Looking at the calendar, it has been well over a year since I last posted on the blog. This is due to a variety of reasons with a lack of interest being the primary reason...
When I first started From the Sidelines, it was intended mostly as a journal of sorts rather than trying to start a paper one yet again. Those prior attempts never lasted long due to there rarely being anything positive to report leaving constant bad health for entries. At some point, abandoning doing the same on the blog had to happen as nobody (me) wants to read a litany of woe.

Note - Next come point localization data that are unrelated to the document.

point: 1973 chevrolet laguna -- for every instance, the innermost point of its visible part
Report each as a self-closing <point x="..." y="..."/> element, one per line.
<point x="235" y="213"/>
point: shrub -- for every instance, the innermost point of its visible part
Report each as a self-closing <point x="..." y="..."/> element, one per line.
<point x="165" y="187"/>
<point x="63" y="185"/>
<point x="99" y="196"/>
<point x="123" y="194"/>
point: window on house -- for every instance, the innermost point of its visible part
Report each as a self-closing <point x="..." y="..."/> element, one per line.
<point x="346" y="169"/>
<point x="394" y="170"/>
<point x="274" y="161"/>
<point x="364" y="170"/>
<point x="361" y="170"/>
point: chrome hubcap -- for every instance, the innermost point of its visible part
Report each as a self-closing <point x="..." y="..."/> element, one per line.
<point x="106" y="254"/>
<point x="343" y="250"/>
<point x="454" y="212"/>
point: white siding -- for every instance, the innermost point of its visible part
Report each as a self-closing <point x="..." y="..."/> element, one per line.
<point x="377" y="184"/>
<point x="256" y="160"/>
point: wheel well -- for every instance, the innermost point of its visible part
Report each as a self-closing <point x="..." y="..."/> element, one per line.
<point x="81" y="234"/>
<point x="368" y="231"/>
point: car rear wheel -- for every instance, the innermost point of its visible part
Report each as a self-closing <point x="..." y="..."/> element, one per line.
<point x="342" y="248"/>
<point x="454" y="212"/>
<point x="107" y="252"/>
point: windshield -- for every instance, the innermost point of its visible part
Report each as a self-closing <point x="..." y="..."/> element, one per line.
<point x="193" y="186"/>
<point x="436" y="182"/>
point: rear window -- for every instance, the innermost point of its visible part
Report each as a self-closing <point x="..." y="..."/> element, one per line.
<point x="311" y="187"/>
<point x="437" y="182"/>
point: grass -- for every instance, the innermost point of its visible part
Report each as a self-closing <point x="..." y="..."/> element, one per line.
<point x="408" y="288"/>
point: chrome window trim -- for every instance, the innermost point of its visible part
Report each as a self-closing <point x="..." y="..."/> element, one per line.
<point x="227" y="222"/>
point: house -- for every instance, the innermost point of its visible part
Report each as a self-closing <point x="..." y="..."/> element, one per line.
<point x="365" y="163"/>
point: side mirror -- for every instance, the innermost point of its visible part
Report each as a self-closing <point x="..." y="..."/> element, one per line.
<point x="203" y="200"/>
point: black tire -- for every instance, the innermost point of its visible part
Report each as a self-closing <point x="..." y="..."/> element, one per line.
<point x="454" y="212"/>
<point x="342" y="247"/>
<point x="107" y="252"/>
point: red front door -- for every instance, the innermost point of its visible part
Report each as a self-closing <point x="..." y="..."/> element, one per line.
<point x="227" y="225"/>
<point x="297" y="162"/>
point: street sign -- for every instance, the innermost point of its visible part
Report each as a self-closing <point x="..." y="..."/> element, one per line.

Over the years, the death of Live Writer and Open Live Writer straight up killed the formatting I liked to use for posts containing images leading to a reduction of my interest in photography as an unwanted side effect. Simultaneously, the Internet became a short inflammatory text message or video oriented format as the race to the lowest common denominator of human behavior took over. The failure of search engines in recent years turned the new frontier days of the World Wide Web into a corporately homogeneous dull pastiche of assorted inanities with no place for anything remotely thoughtful or creative.
In short, it all ceased to be even remotely fun.

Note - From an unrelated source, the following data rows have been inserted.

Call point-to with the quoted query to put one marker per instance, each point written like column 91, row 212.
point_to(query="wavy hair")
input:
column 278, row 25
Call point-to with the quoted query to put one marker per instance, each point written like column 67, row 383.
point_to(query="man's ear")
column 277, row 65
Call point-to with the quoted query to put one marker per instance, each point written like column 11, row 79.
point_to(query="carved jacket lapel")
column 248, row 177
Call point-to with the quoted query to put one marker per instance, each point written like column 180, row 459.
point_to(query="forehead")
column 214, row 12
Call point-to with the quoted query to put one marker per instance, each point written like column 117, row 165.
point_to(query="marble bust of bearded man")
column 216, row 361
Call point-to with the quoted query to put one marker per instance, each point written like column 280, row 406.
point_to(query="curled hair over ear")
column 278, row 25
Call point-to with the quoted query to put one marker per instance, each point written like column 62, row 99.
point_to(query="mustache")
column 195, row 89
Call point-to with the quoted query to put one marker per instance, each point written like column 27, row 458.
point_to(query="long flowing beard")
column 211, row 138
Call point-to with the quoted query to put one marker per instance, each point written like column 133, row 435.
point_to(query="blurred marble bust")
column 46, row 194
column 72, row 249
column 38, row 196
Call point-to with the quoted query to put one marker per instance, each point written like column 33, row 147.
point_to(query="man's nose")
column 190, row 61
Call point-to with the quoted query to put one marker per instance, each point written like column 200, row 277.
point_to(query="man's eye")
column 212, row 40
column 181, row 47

At one point, I thought the site would at least be preserved for posterity, after all everything is permanent on the Internet as it used to be said. Time and reality have proved otherwise with vast tracts of data, personal sites, and even large web sites vanished into the ether. While the Internet Archive project is a valiant attempt to preserve things, it is under threat of being sued out of existence.
The fragility of digital data has become very apparent of late and the things we take for granted today will be gone without a trace, unlike tangible objects such as books, documents, paintings, and buildings. We, the denizens of the modern West, have built a house of cards at the end of our civilization that most people will be shocked by when it collapses.
So I find myself questioning why I bothered with creating From the Sidelines in the first place. 20/20 hindsight is at play, of course -- but I can't remember the feeling I had starting it up and adding to it in the early years. That was a time I still had hope for some kind of life in mortality and those kind of delusions are now long gone.
The blog is a relic of the past at this point, I think.